Skazka Film expérimental russo-belge d’Alexandre Sokourov (2022) 1h18. Sortie le 10 mai 2023.





Voici un film comme vous n’en avez jamais vu. Une fantasmagorie historique qui prend pour cadre le Purgatoire, cette antichambre de l’éternité par laquelle sont supposés transiter les défunts avant d’être aiguillés vers l’Enfer ou le Paradis. Le cinéaste russe visionnaire Alexandre Sokourov y ressasse ses bonnes vieilles haines, lui qui a déjà consacré par le passé des films à Lénine (Taurus), Hitler (Moloch) et Hiro-Hito (Le soleil). Il accroche cette fois à son tableau de chasse le Führer, Joseph Staline, Benito Mussolini, Napoléon Bonaparte, un Winston Churchill patelin affublé de frères jumeaux et même le fils de Dieu qu’il qualifie de Force Suprême, en adoptant le ton de la poésie pour les montrer devisant sur la condition humaine, semblables à des vieillards évoquant leur folle jeunesse dans le jardin d’une maison de retraite. Comme son titre le souligne, Fairytale est une sorte de conte de la folie ordinaire où une poignée de grands de ce monde dissertent des bienfaits comparés de leur passage sur terre et de la profonde injustice dont ils ont été victimes. Sokourov se positionne au-dessus de ces belligérants qu’il présente comme de simples marionnettes agitées par une histoire qui les a dépassés avant de les balayer. Cette fantasmagorie aux décors monumentaux est la pure création de l’esprit d’un cinéaste fasciné par la tyrannie qui tire les ficelles de ses personnages en résolvant la tragédie par l’humour et une irrévérence assumée. Une seule vision ne peut pas suffire à explorer les multiples pistes qu’il entrouvre, tant il fait confiance à notre libre-arbitre pour en tirer les conclusions qui s’imposent.

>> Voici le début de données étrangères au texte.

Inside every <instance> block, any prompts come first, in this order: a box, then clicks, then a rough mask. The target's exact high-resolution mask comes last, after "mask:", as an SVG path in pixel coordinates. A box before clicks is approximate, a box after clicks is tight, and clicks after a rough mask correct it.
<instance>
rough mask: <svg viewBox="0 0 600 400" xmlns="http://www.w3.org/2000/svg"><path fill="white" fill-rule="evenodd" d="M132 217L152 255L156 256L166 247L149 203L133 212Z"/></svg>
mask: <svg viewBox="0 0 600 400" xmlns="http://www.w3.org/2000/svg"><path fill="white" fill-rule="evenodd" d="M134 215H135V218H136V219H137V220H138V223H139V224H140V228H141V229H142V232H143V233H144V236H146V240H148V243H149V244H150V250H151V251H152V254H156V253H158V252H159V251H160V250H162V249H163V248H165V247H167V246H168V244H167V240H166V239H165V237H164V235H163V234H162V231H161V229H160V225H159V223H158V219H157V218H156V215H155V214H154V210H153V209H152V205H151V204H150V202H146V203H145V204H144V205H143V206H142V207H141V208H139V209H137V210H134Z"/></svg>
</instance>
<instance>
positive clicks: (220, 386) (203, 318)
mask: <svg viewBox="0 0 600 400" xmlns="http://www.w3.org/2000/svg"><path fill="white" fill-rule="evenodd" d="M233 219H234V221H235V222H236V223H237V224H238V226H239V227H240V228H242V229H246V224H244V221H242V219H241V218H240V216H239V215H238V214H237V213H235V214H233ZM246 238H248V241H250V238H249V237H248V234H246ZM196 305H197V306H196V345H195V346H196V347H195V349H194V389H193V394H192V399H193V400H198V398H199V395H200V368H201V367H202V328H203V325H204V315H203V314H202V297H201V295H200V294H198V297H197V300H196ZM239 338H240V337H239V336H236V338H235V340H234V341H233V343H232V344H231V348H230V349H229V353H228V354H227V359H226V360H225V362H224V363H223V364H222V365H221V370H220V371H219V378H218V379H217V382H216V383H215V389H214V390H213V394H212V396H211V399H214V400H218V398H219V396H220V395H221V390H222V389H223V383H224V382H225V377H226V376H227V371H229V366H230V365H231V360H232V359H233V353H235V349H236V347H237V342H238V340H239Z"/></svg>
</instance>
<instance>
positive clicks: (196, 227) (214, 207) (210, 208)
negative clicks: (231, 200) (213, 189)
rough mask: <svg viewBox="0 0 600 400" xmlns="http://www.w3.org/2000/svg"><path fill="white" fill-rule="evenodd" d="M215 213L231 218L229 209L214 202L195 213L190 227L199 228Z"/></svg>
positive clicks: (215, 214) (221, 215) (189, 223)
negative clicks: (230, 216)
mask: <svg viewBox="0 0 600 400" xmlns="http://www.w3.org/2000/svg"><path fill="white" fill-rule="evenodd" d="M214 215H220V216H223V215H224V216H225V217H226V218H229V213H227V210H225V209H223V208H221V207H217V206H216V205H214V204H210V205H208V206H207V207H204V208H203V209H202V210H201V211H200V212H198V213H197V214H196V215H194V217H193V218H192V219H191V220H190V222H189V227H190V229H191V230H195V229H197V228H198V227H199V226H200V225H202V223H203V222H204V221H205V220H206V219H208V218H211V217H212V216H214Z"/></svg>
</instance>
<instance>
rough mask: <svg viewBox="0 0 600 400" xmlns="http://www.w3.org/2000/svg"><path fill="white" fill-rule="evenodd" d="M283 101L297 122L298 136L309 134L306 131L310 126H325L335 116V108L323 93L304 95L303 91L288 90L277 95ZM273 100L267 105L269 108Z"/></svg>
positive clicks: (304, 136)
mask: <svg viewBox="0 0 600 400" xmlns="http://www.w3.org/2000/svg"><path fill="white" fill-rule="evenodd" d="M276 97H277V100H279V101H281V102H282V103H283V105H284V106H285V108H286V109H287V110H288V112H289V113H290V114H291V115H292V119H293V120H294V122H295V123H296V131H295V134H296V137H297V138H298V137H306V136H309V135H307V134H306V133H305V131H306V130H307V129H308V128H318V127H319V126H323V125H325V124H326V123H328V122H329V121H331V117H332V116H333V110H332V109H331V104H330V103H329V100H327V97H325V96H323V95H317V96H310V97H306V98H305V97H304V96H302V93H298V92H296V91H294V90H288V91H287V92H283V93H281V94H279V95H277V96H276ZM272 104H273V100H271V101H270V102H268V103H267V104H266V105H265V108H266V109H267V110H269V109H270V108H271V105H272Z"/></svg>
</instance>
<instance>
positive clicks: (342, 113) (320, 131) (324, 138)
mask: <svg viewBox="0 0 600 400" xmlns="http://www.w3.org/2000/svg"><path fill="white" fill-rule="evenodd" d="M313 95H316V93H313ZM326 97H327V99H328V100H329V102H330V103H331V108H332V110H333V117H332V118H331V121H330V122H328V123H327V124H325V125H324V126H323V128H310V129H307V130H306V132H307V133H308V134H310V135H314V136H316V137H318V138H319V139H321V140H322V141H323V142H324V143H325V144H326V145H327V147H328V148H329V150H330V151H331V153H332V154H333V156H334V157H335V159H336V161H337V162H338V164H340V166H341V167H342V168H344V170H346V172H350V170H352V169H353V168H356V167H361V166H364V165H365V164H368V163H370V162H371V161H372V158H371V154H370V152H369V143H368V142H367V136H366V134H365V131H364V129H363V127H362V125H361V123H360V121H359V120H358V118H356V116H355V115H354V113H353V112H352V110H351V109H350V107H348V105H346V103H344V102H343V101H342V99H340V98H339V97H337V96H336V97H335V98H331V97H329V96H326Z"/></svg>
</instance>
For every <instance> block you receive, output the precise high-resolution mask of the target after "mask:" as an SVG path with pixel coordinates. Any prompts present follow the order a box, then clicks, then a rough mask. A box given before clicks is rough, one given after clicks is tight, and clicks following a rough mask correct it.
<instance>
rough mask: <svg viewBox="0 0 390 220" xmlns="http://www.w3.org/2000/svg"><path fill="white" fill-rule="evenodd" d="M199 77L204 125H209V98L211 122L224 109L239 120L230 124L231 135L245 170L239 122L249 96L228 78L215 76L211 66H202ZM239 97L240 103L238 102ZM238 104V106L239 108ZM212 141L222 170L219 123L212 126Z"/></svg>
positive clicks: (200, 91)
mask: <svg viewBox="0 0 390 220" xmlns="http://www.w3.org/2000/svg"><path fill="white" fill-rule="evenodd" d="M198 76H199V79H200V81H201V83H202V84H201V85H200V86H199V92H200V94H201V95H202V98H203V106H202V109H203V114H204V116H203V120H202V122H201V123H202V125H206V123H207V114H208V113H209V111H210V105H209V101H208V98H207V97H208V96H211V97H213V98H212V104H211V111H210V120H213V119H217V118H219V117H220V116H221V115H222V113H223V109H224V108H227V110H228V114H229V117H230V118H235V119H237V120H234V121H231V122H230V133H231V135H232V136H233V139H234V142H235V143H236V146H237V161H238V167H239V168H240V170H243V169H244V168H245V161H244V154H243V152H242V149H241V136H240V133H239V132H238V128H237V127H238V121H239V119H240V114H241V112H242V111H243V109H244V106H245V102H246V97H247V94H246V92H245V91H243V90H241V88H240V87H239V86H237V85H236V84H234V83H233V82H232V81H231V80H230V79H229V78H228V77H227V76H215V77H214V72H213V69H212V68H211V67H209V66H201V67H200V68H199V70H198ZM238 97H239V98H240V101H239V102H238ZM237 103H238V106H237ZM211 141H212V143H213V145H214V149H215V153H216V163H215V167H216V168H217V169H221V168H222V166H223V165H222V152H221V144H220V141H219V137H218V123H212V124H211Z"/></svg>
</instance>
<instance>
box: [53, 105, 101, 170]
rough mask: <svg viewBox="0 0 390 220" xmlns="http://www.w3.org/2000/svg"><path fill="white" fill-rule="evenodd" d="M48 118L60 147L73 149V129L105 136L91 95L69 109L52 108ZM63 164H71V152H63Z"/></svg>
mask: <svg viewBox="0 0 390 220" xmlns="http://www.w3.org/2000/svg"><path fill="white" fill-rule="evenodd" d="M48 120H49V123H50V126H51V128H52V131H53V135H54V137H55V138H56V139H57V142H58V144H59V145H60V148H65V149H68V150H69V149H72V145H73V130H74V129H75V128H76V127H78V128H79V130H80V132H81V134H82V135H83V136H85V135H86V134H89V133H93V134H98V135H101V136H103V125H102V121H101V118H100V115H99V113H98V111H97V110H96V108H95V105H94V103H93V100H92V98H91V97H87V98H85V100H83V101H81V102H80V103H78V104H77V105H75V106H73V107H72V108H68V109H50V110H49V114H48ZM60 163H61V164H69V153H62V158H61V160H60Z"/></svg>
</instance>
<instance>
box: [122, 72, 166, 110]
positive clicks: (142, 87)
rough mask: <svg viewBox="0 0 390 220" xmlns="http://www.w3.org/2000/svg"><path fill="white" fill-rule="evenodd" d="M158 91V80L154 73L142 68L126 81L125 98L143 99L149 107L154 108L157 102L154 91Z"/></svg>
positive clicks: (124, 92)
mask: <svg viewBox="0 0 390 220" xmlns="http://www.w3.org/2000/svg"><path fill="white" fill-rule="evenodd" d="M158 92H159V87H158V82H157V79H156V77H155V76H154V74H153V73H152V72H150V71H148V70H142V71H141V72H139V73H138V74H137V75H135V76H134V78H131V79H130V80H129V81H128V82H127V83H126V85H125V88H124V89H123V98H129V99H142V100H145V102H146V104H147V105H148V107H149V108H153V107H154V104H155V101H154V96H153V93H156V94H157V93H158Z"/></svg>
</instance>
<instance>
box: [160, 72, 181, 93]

Fairytale est une invitation au rêve qui passe par une utilisation ludique de la technologie au terme de laquelle, Sokourov investit un territoire inexploré du cinéma dans des décors qui évoquent à la fois les gravures illustrant l’édition Hetzel des œuvres de Jules Verne, certaines fantasmagories de Georges Méliès et les collaborations du directeur artistique Otto Hunte à Metropolis (1927) et La femme sur la lune (1929) de Fritz Lang. Reste le discours qui sous-tend ce film sorti de nulle part dans lequel dictateurs et politiciens pérorent en se rengorgeant de leur gloire défunte, comme inconscients des tragédies qu'ils ont engendrées. Visuellement saisissant, ce voyage dans un monde imaginaire qu’on pourrait qualifier de pays des morts nous propose une réflexion sur la responsabilité individuelle de ces hommes d’État qui ont réussi à entraîner des peuples entiers vers l’abîme, sans que ceux-ci soient jamais inquiétés de s’être comportés en moutons de panurge. Au-delà du tour de force technique que représente ce détournement d’images d’archive, les rencontres qu’il suscite et les propos qui s’y échangent, Sokourov manie les différents éléments constitutifs du cinéma avec une puissance dialectique novatrice qui ouvre de nouveaux horizons à un cinéma né d’un cerveau humain, au moment même où l’intelligence artificielle semble donner des idées malsaines à certains apprentis-sorciers. Ce film déconcertant en constitue le plus radical des anti-poisons par son imaginaire en fusion et sa conception très personnelle de la vérité.